Thursday, September 25, 2025

Cue the Sun! The Invention of Reality TV by Emily Nussbaum

    Reality TV doesn't get a lot of respect, which makes this book a really interesting take on it. Nussbaum treats reality TV like a true art form, and really elevates it in that way. She shows how the development of reality TV in the 90s and 2000s actually has deep roots. That aspect of the book, probably the most important in terms of a contribution to thinking, is also the least interesting to me. I picked the book up to read about Survivor, not Candid Camera.

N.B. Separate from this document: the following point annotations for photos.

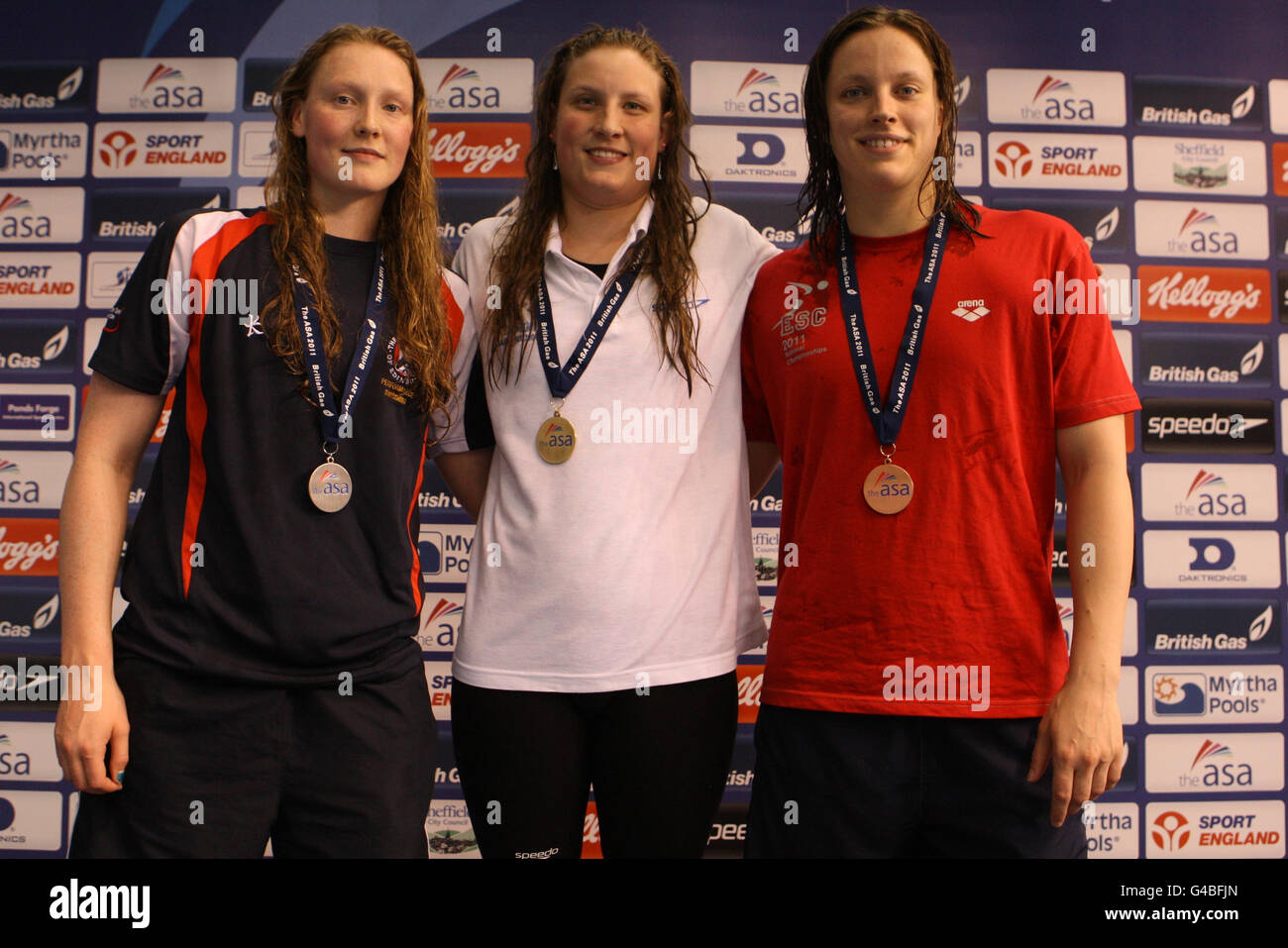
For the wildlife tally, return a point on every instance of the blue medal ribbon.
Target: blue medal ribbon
(562, 378)
(889, 421)
(314, 353)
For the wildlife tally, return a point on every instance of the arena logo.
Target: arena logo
(1220, 363)
(1210, 425)
(136, 214)
(1219, 694)
(43, 150)
(756, 90)
(1206, 830)
(42, 215)
(1219, 626)
(750, 154)
(1184, 559)
(1095, 162)
(1188, 165)
(480, 150)
(34, 347)
(1207, 103)
(1229, 492)
(33, 88)
(162, 150)
(1214, 763)
(1202, 230)
(1072, 97)
(1206, 294)
(192, 84)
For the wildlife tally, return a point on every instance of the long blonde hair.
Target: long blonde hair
(407, 232)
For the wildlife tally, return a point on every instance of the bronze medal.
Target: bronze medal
(555, 440)
(888, 488)
(330, 487)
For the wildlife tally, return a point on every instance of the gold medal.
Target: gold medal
(888, 488)
(330, 487)
(555, 440)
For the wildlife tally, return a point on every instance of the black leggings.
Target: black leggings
(658, 763)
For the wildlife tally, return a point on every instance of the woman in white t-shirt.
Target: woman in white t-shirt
(612, 584)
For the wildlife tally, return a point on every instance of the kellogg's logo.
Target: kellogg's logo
(480, 150)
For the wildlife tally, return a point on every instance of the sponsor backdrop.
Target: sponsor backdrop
(1166, 146)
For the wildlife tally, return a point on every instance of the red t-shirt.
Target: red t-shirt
(879, 613)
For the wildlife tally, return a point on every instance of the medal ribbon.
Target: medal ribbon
(889, 421)
(314, 356)
(561, 380)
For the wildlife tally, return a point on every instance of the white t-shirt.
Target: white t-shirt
(629, 565)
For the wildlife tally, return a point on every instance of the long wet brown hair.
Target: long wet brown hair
(665, 253)
(822, 194)
(407, 232)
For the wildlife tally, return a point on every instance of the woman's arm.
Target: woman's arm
(115, 428)
(465, 475)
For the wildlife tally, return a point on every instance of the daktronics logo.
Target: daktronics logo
(1069, 97)
(1243, 694)
(1207, 103)
(1096, 162)
(1219, 626)
(478, 85)
(1229, 492)
(29, 546)
(1189, 559)
(1206, 830)
(750, 154)
(1214, 763)
(1180, 228)
(480, 150)
(1205, 294)
(1209, 425)
(162, 150)
(755, 90)
(751, 678)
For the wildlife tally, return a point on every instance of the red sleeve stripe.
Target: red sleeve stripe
(205, 265)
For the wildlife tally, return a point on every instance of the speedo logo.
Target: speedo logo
(1179, 425)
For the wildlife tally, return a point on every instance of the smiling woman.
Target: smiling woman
(618, 588)
(266, 665)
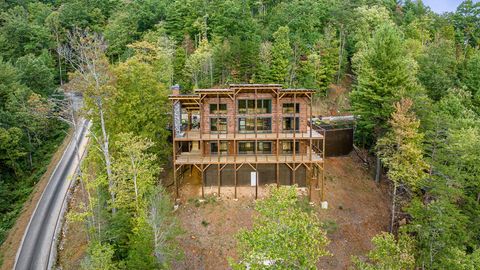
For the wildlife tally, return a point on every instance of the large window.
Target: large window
(289, 123)
(246, 147)
(264, 147)
(264, 124)
(218, 108)
(218, 125)
(264, 106)
(289, 108)
(287, 147)
(223, 147)
(247, 106)
(247, 124)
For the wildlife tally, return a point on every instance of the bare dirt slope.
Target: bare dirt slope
(9, 248)
(358, 210)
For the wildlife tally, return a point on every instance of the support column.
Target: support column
(202, 180)
(235, 178)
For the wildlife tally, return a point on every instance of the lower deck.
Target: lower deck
(194, 157)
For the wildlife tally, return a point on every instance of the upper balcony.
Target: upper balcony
(194, 135)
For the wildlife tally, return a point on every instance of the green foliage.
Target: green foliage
(37, 72)
(440, 233)
(471, 76)
(141, 98)
(318, 70)
(283, 235)
(437, 68)
(99, 257)
(401, 148)
(385, 74)
(199, 65)
(389, 254)
(281, 57)
(21, 32)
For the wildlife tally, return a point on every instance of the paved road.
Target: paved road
(38, 247)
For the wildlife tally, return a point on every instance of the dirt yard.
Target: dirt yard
(358, 210)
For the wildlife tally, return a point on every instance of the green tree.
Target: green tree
(199, 65)
(389, 254)
(37, 72)
(282, 55)
(471, 77)
(99, 257)
(401, 151)
(385, 73)
(21, 33)
(141, 101)
(437, 67)
(134, 171)
(284, 235)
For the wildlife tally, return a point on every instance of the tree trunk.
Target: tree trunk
(106, 154)
(394, 197)
(30, 159)
(135, 180)
(378, 170)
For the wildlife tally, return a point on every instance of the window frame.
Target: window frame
(290, 151)
(253, 151)
(222, 151)
(297, 124)
(218, 111)
(290, 109)
(216, 126)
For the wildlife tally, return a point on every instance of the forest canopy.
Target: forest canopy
(413, 77)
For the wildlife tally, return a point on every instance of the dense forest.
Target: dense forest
(415, 92)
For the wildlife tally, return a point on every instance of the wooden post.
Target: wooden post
(218, 144)
(202, 179)
(174, 151)
(235, 178)
(277, 129)
(256, 181)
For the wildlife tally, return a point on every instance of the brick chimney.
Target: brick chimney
(175, 89)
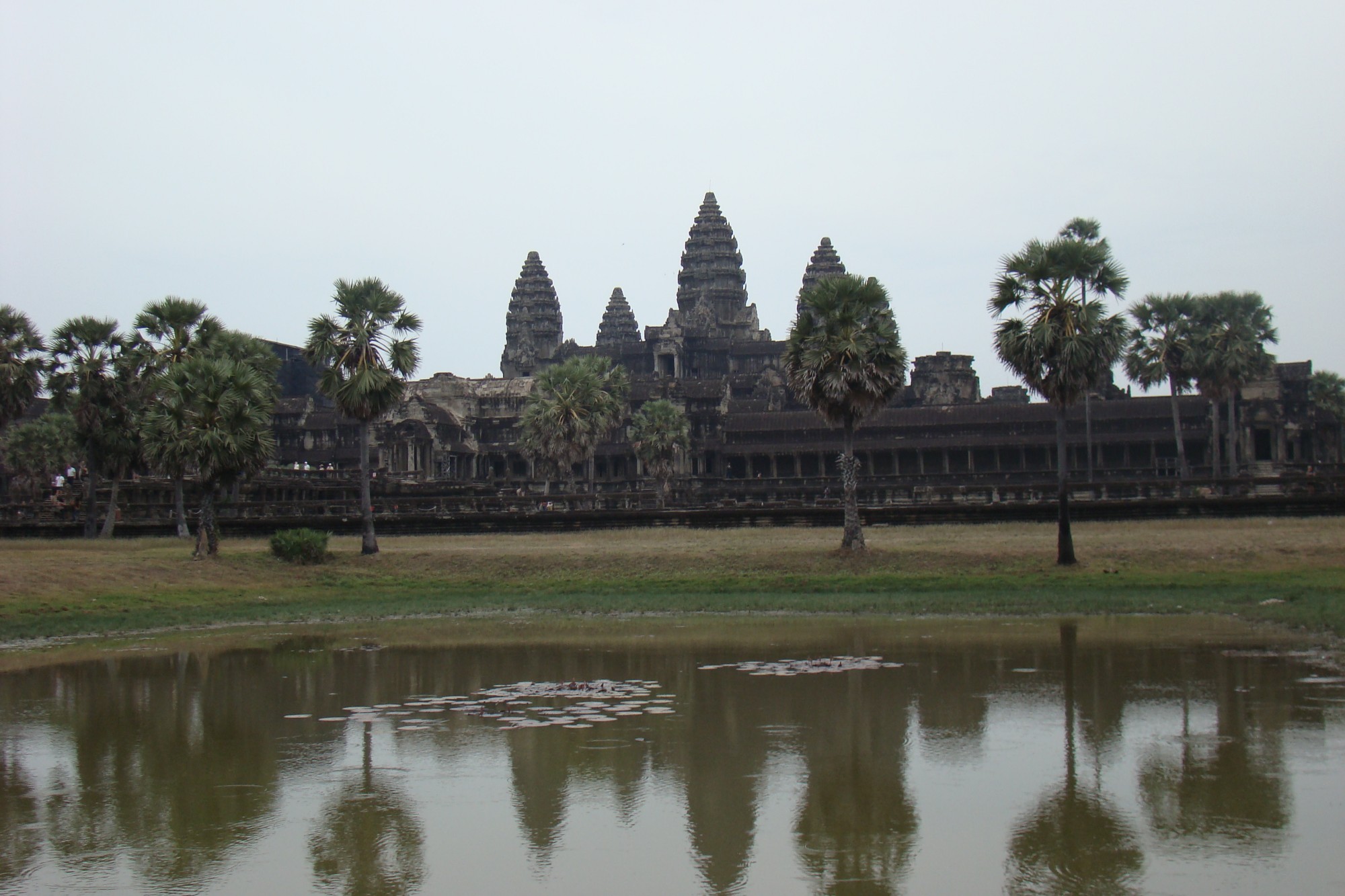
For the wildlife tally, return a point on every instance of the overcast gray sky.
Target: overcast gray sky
(248, 155)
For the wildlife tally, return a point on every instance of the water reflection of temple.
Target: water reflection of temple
(176, 763)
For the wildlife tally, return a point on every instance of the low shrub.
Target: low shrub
(301, 545)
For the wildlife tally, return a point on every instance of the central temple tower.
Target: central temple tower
(712, 296)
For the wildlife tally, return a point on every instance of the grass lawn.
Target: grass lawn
(1288, 571)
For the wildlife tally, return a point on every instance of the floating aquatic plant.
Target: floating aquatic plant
(806, 666)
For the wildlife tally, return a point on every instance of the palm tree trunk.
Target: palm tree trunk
(91, 493)
(853, 536)
(180, 506)
(208, 541)
(1215, 440)
(1183, 470)
(1065, 538)
(369, 544)
(111, 522)
(1089, 431)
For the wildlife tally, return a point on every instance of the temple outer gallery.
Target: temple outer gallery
(715, 361)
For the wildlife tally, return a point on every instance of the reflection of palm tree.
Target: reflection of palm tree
(20, 837)
(541, 768)
(1222, 788)
(369, 841)
(857, 825)
(1075, 840)
(173, 770)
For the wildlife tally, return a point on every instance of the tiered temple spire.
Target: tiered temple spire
(533, 327)
(825, 263)
(619, 325)
(712, 267)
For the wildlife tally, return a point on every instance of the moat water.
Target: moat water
(679, 756)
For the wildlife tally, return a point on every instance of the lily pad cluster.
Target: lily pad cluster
(527, 704)
(806, 666)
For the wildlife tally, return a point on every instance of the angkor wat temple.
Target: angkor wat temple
(712, 358)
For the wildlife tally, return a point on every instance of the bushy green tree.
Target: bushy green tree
(1230, 335)
(41, 448)
(219, 405)
(85, 362)
(367, 354)
(21, 364)
(844, 358)
(169, 333)
(660, 435)
(1161, 352)
(1087, 259)
(1059, 346)
(572, 408)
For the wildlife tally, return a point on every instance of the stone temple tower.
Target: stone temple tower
(619, 325)
(711, 287)
(533, 325)
(825, 263)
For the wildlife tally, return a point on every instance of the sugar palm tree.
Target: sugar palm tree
(1089, 261)
(1161, 350)
(21, 364)
(41, 448)
(572, 408)
(1231, 331)
(1058, 348)
(167, 333)
(217, 407)
(844, 358)
(1328, 392)
(365, 354)
(85, 353)
(660, 435)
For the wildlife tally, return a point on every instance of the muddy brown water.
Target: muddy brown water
(603, 756)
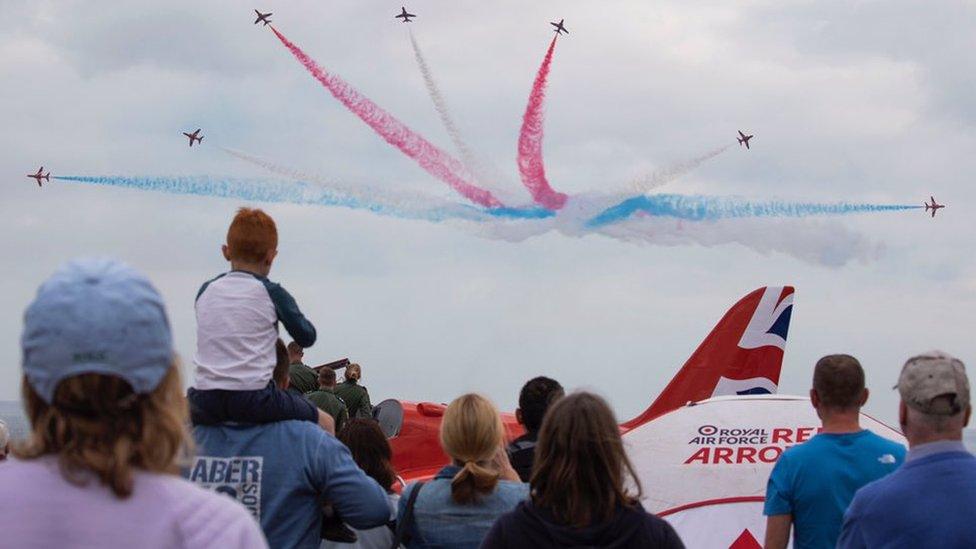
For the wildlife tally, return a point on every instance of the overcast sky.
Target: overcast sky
(860, 101)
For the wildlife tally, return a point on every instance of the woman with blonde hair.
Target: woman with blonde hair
(457, 508)
(102, 392)
(585, 492)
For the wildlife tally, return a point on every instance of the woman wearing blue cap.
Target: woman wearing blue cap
(103, 394)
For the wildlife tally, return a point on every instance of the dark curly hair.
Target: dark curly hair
(536, 396)
(370, 450)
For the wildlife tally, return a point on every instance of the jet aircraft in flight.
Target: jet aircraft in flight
(262, 18)
(40, 175)
(744, 139)
(194, 136)
(404, 15)
(934, 206)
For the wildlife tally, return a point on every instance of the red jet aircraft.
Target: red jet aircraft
(263, 18)
(742, 355)
(934, 206)
(744, 139)
(40, 175)
(194, 136)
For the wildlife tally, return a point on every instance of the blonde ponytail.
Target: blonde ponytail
(472, 433)
(471, 481)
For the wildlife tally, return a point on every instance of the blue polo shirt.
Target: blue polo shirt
(282, 472)
(928, 502)
(815, 481)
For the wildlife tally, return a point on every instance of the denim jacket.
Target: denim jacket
(440, 522)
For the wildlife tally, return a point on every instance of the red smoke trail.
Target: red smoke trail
(435, 161)
(531, 166)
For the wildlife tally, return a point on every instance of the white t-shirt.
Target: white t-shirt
(40, 509)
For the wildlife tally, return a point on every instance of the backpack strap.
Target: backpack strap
(404, 523)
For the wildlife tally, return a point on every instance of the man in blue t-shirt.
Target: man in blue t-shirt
(812, 483)
(929, 502)
(282, 472)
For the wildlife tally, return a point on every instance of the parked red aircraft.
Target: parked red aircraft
(742, 355)
(40, 175)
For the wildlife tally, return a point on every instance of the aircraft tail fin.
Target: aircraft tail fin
(742, 355)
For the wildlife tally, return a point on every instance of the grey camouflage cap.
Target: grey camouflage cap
(935, 374)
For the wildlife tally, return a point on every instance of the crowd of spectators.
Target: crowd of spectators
(264, 451)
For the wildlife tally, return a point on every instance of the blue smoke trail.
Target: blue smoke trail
(707, 208)
(299, 192)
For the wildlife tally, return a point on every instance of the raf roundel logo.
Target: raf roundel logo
(707, 430)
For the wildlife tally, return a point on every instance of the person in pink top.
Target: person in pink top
(102, 391)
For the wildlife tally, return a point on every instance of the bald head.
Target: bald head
(839, 382)
(326, 377)
(295, 353)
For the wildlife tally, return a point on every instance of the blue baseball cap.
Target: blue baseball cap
(96, 316)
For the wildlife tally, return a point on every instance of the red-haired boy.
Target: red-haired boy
(237, 326)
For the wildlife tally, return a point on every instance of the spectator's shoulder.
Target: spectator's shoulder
(661, 532)
(204, 518)
(869, 494)
(205, 285)
(897, 449)
(515, 491)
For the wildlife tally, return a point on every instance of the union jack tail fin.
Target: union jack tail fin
(742, 355)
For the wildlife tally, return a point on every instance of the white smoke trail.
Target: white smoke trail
(395, 199)
(485, 173)
(812, 241)
(648, 182)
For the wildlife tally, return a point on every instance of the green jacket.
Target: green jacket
(356, 398)
(327, 401)
(302, 378)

But it was a good inclusion (if a little long). 

    My read on reality TV is that is came about in the 90s from an amalgamation of three categories of unscripted television: game shows, clip shows, and documentaries. Game shows like The Newlyweds Game brought the competition element. Clip shows like America's Funniest Home Videos brought real-life to TV and also encouraged audience participation to get clips. And documentary-style shows ("dirty documentary" in Nussbaum's words) like An American Family or Cops just tried to capture something from real life. All of those genres of reality TV still exist on their own in the present day. But Survivor and Big Brother are probably the first shows to combine them all in one. The combination of all three elements creates reality TV and there is some amount that each one on their own can be reality TV. Something critical about the 90s, when reality TV could start to take off, is advances in editing. On The Real World, they shot tons and tons of hours of boring content. It was the editors who made the show interesting by using clever cuts and music to create a narrative. I'm not sure if the confessionals were a part of the real world, but that would also become a huge tool for the editors.

    The only reality TV show I have watched in any serious way is Survivor, so that was the most interesting part of the book to me. I learned a lot, like, for example, Jeff Probst, the host, was only hired in the last minute, after the rest of the crew. Apparently, Probst sent in a goofy audition video, had a bad interview, and ended up sending a "letter in a bottle" to Mark Burnett and Ghen Maynard, the producers, which was stuffed with fake newspaper articles praising him as the super-likeable host of the show. Jeff Probst ended up becoming the guiding visionary of the show over Mark Burnett, who turned to producing The Apprentice

    The final thing I think that is really interesting about reality TV is the new era that began within a couple seasons of shows like Survivor, The Amazing Race, Big Brother, etc. getting big. In the earlier years, a big part of the shows was that they were more "dirty documentary," filled with naive people who were showing you a more real snapshot of who they were. By 2025, that element of reality TV is almost completely gone. Today, reality TV is dominated by people who want to be on TV, who are fans of the shows they participate on. That completely changes the dynamic for viewers, and helps their popularity, since of the early concerns in reality TV was that the shows were mean-spirited, taking advantage of people, and publicizing their failings.


Miscellaneous Facts:

  • Richard Lewis was pranked as a teenager on candid camera, where he was one of many high school students given aptitude tests, and the results told them they should be bricklayers.
  • As I read, I recognized from the book I read on The Office that Randall Einhorn came from the reality TV world of Survivor to start directing scripted shows like The Office and It's Always Sunny in Philadelphia.
  • During the Iraq War, ABC reality shows about the military got better access in the Pentagon than ABC News got, and they lodged an official complaint.